Deutschland als Vorkämpfer einer Politik, die Werke des Friedens anstelle des Exports von Vernichtungswaffen setzt, das wird langfristig nicht nur den Deutschen nützen." (Außenminister Genscher im FDP-Pressedienst vom 23. Juli 1982). Unter der Regierung Kohl/Genscher ist der Rüstungsexportanteil der Bundesrepublik Deutschland stetig angestiegen und 1994 ist (nach den Angaben von SIPRI) die Bundesrepublik weltweit zweitgrößter Waffenexporteur - so viel zu den Vorkämpfern einer Politik, die auf Waffenexport im allgemeinen und den Export von Vernichtungswaffen im Besonderen setzen und den Fakten schöne Sonntagsreden gegenüberstellen.
Handlungspespektiven
"Wir sollten der Industriestaat sein, der in der Dritten Welt durch Werke des Friedens und nicht durch Waffenexport in Erscheinung tritt" und deshalb dürfen wir gespannt sein, ob Herr Genscher - seiner Glaubwürdigkeit auf der Spur - sich zukünftig in der Friedensbewegung engagiert. Aktionen und Handlungsvorschläge gibt es genug:
- Im NATO-Land Türkei findet seit Jahren ein Krieg gegen die kurdische Bevölkerung (mit Dorfzerstörungen, Vertreibungen, staatlicher Folter und Mord) statt. Die Türkei ist maßgeblich mit deutschem Kriegsgerät ausgerüstet. Gegen die fortgesetzte Waffenhilfe gibt es Demonstrationen und Mahnwachen vor Rüstungsfirmen;
- In vielen rüstungsproduzierenden Firmen wird in Zeiten eines starken Rückgangs beim Rüstungsgeschäft lieber ein Teil der Belegschaft entlassen, als die Konsequenzen zu ziehen und arbeitsplatzsichernde Konversionsprogramme zu entwickeln - den Firmenleitungen gilt es zu sagen, was davon zu halten ist;
- Der "Jäger 90/Eurofighter 2000" soll auf Druck von Daimler-Benz entgegen jeder sicherheitspolitischen Notwendigkeit und unter Verwendung vieler Steuermilliarden gebaut und in einer so großen Stückzahl produziert werden, daß der Export vieler Exemplare von vornherein eingeplant ist (die Anheizung neuer Konflikte ist vorprogrammiert); dieses Projekt kann noch verhindert werden... .
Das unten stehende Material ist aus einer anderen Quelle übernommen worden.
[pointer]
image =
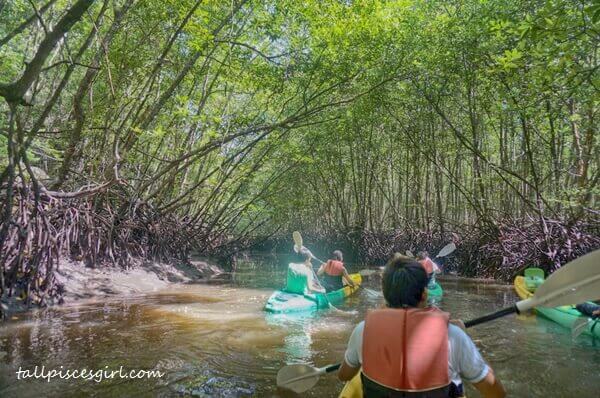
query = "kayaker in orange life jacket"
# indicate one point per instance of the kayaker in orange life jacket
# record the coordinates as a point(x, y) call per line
point(333, 273)
point(411, 350)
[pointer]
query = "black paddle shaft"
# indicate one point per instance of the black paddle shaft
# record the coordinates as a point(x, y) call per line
point(492, 316)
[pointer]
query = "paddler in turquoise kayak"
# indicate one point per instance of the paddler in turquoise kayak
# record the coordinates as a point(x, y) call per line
point(312, 282)
point(411, 350)
point(430, 267)
point(333, 273)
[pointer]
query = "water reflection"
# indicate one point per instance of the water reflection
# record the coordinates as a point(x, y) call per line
point(215, 340)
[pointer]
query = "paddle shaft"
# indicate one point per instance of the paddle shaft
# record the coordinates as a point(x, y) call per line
point(317, 372)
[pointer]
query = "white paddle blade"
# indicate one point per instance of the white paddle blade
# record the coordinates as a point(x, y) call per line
point(449, 248)
point(298, 377)
point(574, 283)
point(297, 241)
point(367, 272)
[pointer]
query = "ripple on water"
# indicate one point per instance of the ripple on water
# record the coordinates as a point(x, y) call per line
point(217, 341)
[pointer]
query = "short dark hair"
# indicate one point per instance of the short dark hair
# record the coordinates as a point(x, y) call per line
point(337, 254)
point(403, 282)
point(306, 254)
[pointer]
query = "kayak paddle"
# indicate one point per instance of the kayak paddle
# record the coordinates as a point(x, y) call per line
point(300, 377)
point(298, 245)
point(446, 250)
point(449, 248)
point(574, 282)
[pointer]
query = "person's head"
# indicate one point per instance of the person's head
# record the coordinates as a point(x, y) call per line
point(404, 282)
point(306, 255)
point(337, 255)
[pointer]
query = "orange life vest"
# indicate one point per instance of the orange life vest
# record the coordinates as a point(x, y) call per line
point(334, 268)
point(427, 264)
point(406, 349)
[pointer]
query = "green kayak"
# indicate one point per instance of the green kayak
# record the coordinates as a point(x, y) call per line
point(283, 301)
point(565, 315)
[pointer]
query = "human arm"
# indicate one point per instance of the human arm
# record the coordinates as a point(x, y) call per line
point(347, 278)
point(468, 362)
point(347, 372)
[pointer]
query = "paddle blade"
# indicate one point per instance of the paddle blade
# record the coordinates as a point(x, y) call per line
point(449, 248)
point(297, 377)
point(368, 272)
point(297, 241)
point(573, 283)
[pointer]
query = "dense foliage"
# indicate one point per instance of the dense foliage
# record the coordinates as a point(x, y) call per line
point(152, 128)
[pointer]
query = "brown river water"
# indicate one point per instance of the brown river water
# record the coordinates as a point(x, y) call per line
point(214, 340)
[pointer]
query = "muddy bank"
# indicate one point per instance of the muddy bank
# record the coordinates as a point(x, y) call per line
point(78, 282)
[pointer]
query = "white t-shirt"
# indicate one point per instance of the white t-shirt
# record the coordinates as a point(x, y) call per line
point(464, 359)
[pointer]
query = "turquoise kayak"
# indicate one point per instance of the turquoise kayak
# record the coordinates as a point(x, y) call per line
point(282, 301)
point(565, 315)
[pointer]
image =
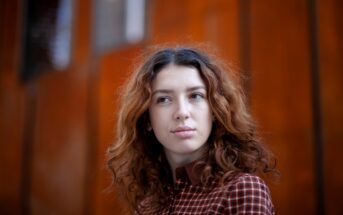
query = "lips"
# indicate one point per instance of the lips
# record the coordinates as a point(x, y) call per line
point(183, 132)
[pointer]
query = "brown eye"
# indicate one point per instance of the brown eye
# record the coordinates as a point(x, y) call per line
point(163, 100)
point(197, 96)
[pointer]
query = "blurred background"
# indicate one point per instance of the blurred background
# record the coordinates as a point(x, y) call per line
point(62, 61)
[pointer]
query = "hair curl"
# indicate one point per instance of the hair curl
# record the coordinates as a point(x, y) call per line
point(137, 160)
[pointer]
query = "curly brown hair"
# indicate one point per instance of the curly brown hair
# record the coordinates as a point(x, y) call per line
point(137, 160)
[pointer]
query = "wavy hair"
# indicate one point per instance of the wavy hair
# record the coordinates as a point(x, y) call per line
point(137, 160)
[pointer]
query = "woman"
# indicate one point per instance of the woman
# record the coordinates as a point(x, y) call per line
point(186, 143)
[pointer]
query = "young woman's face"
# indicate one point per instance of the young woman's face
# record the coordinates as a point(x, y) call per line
point(180, 115)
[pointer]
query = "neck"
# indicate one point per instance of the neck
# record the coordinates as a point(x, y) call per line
point(178, 160)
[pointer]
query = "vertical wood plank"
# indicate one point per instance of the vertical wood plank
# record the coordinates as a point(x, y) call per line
point(281, 98)
point(12, 109)
point(330, 34)
point(59, 168)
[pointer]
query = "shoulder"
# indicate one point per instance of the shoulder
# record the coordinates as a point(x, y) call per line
point(249, 194)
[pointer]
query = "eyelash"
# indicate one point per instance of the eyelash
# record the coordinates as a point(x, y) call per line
point(193, 96)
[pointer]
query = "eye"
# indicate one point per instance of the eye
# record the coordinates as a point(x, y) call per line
point(163, 100)
point(197, 96)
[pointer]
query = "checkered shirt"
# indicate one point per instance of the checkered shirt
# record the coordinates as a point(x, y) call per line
point(244, 194)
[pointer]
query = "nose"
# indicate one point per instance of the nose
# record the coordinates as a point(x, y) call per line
point(182, 110)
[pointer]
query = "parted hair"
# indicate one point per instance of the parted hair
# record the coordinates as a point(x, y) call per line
point(136, 159)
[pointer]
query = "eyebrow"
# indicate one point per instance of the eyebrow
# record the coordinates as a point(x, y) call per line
point(167, 91)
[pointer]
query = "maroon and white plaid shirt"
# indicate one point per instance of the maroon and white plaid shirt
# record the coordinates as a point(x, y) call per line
point(244, 194)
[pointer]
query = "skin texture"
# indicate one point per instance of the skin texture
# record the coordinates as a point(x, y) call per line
point(180, 114)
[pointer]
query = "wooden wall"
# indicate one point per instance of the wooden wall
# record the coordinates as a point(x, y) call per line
point(54, 130)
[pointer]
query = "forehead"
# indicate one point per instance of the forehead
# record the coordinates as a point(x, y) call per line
point(175, 76)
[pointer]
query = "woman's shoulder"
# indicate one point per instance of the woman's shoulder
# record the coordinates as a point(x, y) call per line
point(246, 180)
point(249, 193)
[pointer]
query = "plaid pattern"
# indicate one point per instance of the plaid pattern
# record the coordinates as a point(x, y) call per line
point(244, 194)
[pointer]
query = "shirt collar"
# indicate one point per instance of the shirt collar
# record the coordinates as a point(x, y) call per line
point(188, 173)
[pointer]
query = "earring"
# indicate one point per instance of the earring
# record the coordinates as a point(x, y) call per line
point(149, 128)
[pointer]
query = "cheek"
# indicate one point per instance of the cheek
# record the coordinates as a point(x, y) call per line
point(156, 118)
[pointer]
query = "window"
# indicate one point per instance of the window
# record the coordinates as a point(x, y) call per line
point(118, 23)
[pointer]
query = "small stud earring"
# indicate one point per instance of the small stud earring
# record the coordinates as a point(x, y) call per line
point(149, 128)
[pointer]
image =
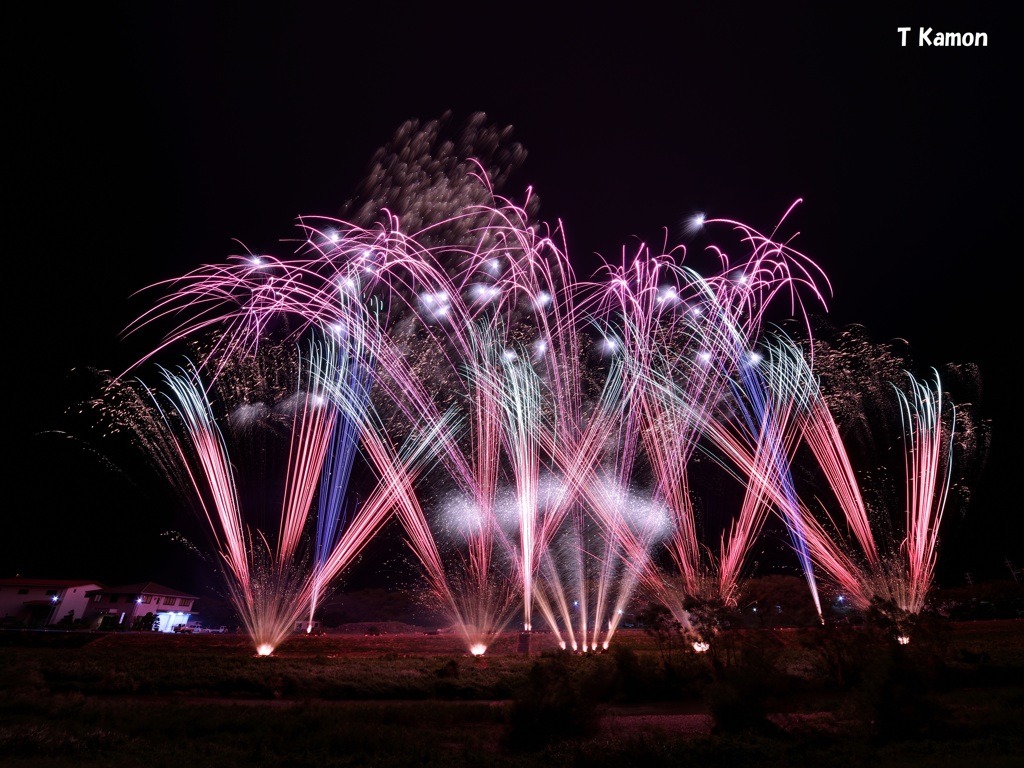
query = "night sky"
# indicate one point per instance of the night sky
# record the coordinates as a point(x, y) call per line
point(144, 141)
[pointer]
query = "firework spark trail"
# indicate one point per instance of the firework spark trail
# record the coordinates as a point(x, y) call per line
point(689, 341)
point(928, 475)
point(351, 383)
point(491, 287)
point(861, 571)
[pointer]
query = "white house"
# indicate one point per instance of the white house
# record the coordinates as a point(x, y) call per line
point(39, 602)
point(125, 606)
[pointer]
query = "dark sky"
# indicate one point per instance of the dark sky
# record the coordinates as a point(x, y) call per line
point(142, 139)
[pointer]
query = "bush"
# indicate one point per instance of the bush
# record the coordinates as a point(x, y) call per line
point(557, 704)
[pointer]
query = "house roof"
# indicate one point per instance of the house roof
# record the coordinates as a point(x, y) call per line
point(58, 583)
point(142, 588)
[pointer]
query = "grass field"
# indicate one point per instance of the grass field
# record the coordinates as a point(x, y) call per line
point(836, 697)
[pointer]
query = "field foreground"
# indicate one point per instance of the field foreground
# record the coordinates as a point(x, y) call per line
point(836, 696)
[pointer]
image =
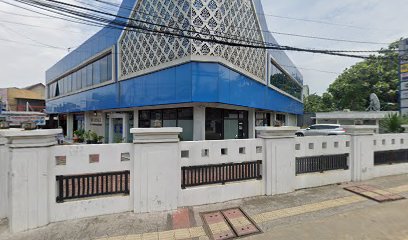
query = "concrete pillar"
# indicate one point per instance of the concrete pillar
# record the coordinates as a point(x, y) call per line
point(28, 177)
point(126, 130)
point(4, 169)
point(199, 123)
point(110, 121)
point(156, 170)
point(70, 125)
point(87, 120)
point(279, 164)
point(362, 151)
point(251, 123)
point(135, 118)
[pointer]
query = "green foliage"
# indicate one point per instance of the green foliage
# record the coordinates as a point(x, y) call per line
point(80, 135)
point(352, 89)
point(316, 103)
point(393, 123)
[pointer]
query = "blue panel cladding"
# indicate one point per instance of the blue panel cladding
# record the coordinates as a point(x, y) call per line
point(190, 82)
point(214, 82)
point(102, 98)
point(104, 39)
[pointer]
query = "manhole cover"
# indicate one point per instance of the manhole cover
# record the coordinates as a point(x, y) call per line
point(229, 224)
point(374, 193)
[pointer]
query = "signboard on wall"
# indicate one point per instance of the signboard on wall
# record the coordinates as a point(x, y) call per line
point(96, 120)
point(18, 119)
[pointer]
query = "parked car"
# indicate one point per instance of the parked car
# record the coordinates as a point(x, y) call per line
point(321, 130)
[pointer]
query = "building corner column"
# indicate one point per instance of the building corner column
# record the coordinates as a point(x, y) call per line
point(29, 152)
point(4, 171)
point(251, 123)
point(199, 123)
point(70, 126)
point(361, 152)
point(156, 169)
point(279, 164)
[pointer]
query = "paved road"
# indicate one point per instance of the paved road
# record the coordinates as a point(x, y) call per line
point(327, 212)
point(384, 221)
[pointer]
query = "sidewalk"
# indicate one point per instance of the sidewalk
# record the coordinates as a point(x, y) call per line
point(321, 213)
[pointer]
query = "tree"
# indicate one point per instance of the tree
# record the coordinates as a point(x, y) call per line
point(316, 103)
point(393, 123)
point(378, 74)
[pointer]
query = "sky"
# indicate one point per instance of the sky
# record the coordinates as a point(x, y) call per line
point(30, 43)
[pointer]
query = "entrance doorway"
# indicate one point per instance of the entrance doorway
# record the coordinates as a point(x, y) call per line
point(118, 127)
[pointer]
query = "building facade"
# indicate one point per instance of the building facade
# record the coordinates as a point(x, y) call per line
point(403, 59)
point(29, 99)
point(118, 79)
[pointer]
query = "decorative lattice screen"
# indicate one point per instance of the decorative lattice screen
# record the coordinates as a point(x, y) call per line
point(141, 51)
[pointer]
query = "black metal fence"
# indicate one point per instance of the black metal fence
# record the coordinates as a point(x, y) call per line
point(220, 174)
point(391, 157)
point(321, 163)
point(91, 185)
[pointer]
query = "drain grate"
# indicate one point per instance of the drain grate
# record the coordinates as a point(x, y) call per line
point(374, 193)
point(229, 224)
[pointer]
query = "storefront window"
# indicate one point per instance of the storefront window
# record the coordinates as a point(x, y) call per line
point(262, 119)
point(281, 119)
point(285, 83)
point(226, 124)
point(182, 117)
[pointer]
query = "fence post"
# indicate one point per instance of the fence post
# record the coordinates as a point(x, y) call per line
point(362, 151)
point(28, 178)
point(4, 171)
point(157, 169)
point(279, 143)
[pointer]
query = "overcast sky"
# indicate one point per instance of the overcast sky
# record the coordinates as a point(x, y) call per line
point(25, 62)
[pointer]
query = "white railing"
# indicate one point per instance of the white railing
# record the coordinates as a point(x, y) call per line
point(156, 159)
point(386, 142)
point(324, 147)
point(389, 142)
point(321, 145)
point(88, 159)
point(219, 152)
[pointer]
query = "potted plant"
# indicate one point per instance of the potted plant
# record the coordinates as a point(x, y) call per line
point(79, 136)
point(87, 137)
point(93, 137)
point(100, 138)
point(4, 125)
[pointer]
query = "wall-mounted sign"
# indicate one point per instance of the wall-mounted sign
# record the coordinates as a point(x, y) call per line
point(17, 120)
point(96, 120)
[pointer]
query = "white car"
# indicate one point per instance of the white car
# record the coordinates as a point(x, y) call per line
point(321, 130)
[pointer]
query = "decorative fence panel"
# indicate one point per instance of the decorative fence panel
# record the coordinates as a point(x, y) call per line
point(220, 173)
point(391, 157)
point(321, 163)
point(91, 185)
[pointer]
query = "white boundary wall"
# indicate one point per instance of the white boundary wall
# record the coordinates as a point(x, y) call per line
point(77, 163)
point(388, 142)
point(28, 170)
point(230, 191)
point(321, 146)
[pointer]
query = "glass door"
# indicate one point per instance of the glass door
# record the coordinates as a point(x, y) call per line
point(118, 127)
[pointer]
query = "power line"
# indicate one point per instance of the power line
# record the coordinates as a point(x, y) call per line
point(256, 30)
point(30, 44)
point(37, 26)
point(25, 36)
point(22, 15)
point(177, 34)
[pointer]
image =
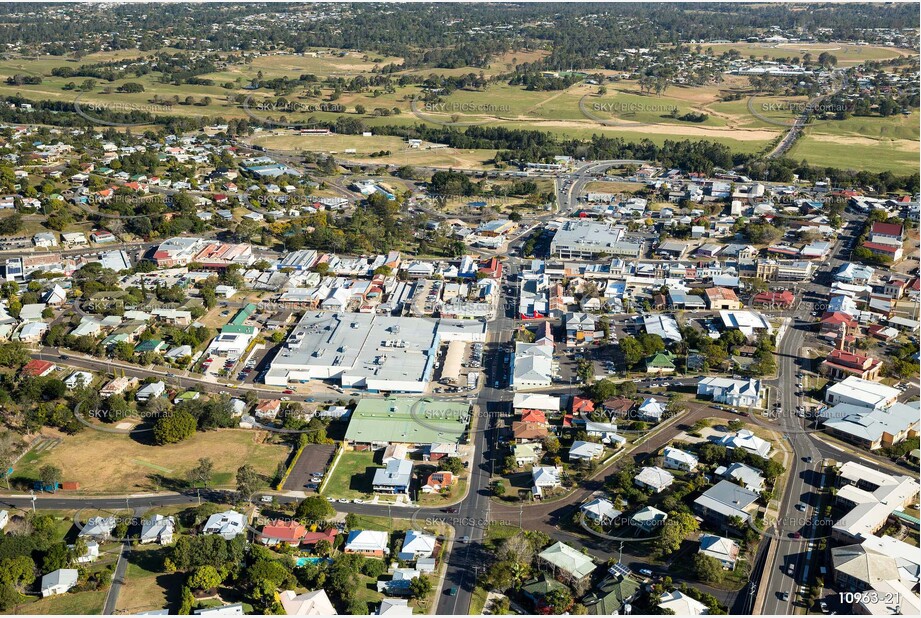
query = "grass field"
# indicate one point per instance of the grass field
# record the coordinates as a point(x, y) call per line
point(846, 54)
point(117, 463)
point(352, 476)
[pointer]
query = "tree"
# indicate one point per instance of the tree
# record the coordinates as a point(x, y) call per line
point(314, 509)
point(204, 578)
point(50, 476)
point(248, 481)
point(173, 428)
point(420, 587)
point(202, 472)
point(707, 569)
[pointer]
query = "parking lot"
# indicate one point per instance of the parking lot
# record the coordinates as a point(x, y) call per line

Insgesamt sind erheblicher Druck auf Industrie und Politik und ein langer Atem nötig, um grundsätzlich andere Weichenstellungen zu erreichen; es bedarf dafür schon des Engagements vieler Menschen.
1. Ein Sich-Einmischen bei ganz konkreten Rüstungsgeschäften und -projekten. Die verantwortlichen Minister und Damen und Herren in den Chefetagen von Unternehmen haben Namen und Adressen - für Protestbriefe, Mahnwachen, Demonstrationen usw.; die Folgen ihrer Entscheidungen sollten wir zum Gegenstand einer öffentlichen Diskussion machen.
2. Bei den Debatten um die angeblich restriktive deutsche Rüstungsexportpolitik ist es ein Einfaches, mit Fakten der offiziellen Legendenbildung entgegenzutreten. Nicht zuletzt indem wir die bestehenden Zusammenhänge benennen, ist es möglich neue Antworten zu geben und grundlegend neue Wege aufzuzeigen.
Den Worten zum Sonntag müssen Taten an den Werktagen folgen; mit oder ohne Hans-Dietrich Genscher!